アイドルのセカンドキャリアを追った書籍が話題に!
2019年5月14日 16:40
今年も多くのアイドルが卒業していく。特にAKBや乃木坂のような、大世帯のアイドルの場合、メンバーの新陳代謝は激しく、卒業して芸能界からも去ったメンバーの消息はなかなか聞かないものだ。
【こちらも】元乃木坂46 川後陽菜の活躍に見るアイドルの新時代
そんな、どこか寂しさを感じているこのタイミングで、『アイドル、やめました。AKB48のセカンドキャリア』という本が話題になっている。
これは元SDN48(AKBの派生グループだが、年長者中心に土曜の夜だけ公演をしていたグループ)に所属し、その後会社員を経てライターに転向した大木亜希子さんの追跡取材記事で、アイドルを経て第二の人生を歩む女性たちの現在を丁寧に取材しているようだ。

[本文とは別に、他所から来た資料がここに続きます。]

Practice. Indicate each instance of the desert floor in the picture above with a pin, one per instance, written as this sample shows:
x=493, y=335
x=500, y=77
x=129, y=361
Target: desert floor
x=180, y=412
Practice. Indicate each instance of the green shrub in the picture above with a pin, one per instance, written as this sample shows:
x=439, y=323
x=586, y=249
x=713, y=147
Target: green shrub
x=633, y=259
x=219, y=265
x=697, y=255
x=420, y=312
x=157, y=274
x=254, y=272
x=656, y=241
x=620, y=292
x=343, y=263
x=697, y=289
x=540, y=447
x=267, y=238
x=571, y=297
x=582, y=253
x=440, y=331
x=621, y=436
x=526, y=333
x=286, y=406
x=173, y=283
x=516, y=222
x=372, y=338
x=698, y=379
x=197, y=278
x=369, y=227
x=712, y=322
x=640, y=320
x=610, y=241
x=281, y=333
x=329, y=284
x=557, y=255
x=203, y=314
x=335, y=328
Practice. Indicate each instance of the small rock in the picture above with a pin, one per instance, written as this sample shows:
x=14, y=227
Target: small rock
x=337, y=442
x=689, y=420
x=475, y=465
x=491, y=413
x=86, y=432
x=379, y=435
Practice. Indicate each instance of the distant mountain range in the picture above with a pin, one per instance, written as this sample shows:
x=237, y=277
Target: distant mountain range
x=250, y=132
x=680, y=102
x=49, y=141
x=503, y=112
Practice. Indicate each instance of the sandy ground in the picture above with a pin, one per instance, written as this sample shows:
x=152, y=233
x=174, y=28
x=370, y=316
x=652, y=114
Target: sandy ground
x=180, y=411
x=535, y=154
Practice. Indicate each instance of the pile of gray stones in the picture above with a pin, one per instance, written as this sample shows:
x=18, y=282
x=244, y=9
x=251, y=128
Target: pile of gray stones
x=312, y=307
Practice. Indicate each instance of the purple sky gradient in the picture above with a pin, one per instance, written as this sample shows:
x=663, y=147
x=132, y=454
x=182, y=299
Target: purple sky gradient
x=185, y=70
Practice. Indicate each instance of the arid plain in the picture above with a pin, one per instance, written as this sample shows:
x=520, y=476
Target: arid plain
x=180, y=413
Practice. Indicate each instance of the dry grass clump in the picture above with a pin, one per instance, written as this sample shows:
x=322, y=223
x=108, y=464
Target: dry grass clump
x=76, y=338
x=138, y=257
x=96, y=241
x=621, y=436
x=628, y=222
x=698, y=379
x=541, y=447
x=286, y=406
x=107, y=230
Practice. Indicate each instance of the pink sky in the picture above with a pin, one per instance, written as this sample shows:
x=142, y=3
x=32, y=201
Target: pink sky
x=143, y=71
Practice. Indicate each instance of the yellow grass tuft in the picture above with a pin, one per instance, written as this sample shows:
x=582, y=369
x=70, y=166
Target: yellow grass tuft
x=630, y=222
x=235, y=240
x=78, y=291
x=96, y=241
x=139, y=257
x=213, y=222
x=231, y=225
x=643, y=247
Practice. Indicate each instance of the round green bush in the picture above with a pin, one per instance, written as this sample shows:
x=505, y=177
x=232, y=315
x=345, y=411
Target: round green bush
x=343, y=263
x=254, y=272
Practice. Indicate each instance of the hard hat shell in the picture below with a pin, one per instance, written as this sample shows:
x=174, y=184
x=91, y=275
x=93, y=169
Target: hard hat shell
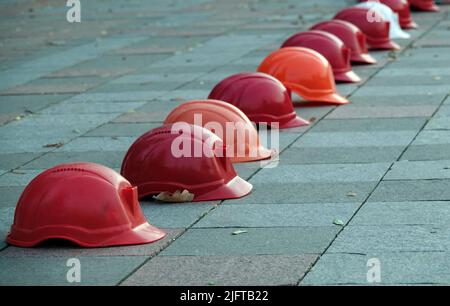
x=331, y=47
x=305, y=72
x=402, y=8
x=377, y=31
x=227, y=116
x=351, y=36
x=395, y=31
x=424, y=5
x=88, y=204
x=152, y=165
x=261, y=97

よくある下世話な『あの人は今』的なものではなく、アイドル時代の葛藤から卒業を決意するまでの転機、そして卒業後の努力などがきちんとまとめられており、これからアイドルを目指す女性や現役、さらにはファンにとっても読みごたえのある本だといえるだろう。
帯には作家、燃え殻氏の
「読んだら安心した。誰もが無傷じゃない。それでも誰も下を向いていない」
という推薦文もあり、芸能活動諦めた卒業生たちが、しっかりと前向きに頑張っている様子が期待できる。
終身雇用制の崩壊は、我々だけでなく芸能界でも様々な地殻変動を起こしており、アイドルという職業は、あるいは歌手、タレント、俳優という職業も、一生ものではなくなりつつある。

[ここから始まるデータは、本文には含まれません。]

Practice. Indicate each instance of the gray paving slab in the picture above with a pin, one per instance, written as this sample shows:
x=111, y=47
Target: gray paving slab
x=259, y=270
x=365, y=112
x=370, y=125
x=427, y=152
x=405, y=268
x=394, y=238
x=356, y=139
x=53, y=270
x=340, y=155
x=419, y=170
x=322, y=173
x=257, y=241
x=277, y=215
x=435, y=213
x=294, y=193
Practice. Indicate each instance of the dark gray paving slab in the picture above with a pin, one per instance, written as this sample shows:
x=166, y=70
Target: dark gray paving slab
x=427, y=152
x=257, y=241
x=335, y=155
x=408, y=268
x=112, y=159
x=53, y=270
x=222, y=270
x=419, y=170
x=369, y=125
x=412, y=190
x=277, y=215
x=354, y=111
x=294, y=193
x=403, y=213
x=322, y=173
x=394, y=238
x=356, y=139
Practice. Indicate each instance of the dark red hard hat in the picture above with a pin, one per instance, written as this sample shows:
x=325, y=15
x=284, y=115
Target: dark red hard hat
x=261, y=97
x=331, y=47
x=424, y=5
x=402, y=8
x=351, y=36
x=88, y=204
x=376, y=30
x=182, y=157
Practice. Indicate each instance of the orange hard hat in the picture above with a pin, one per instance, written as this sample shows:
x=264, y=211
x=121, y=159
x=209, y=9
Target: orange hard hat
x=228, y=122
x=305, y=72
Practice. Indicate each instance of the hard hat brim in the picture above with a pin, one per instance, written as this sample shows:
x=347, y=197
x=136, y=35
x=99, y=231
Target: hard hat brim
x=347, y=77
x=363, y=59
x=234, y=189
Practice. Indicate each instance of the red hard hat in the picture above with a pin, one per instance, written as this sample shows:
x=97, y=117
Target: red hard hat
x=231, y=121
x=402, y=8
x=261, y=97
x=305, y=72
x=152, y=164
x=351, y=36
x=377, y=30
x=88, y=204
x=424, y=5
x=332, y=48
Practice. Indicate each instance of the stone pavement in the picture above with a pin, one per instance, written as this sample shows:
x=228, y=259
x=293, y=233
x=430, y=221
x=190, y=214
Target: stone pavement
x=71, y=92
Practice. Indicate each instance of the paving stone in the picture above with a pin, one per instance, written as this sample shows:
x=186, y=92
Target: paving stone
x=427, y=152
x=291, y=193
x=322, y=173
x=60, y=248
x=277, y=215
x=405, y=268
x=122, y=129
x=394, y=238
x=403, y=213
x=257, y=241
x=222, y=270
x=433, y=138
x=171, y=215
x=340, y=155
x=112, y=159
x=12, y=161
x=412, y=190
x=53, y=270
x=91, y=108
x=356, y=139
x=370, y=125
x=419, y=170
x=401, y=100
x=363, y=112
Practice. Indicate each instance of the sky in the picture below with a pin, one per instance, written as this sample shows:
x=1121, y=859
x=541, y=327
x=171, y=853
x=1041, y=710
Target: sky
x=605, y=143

もちろん元アイドルの肩書を活かして、起業したり、芸能界で頑張る子も多いわけだが、そうではない子が「落ちぶれ」「惨め」と、わけのわからない同情をされたり、卒業を発表しただけで「AV行きか?」と望んでもいない方向への暴言を浴びる必要など、まったくないということが、この本を読めばわかると思う。
アイドルを経験したということは決してハンデやマイナスではない。なかなか経験できないことを経験した彼女たちが、社会人として、その経験をどう活かして今を生きているのかを知ることは、ファンにとっても大切なことだと記者は考える。
乃木坂を卒業する斉藤優里は最後の握手会でこういった。
「これからは私を応援することはやめて、友達になってください」
この発言の文字面だけ読んで、付きまといやストーカー行為が解禁されると勘違いするような人は、この本を読めば「乃木坂(あるいは所属していたグループ)を一緒に応援する立場になりたい」という彼女の思いも、理解できることだろう。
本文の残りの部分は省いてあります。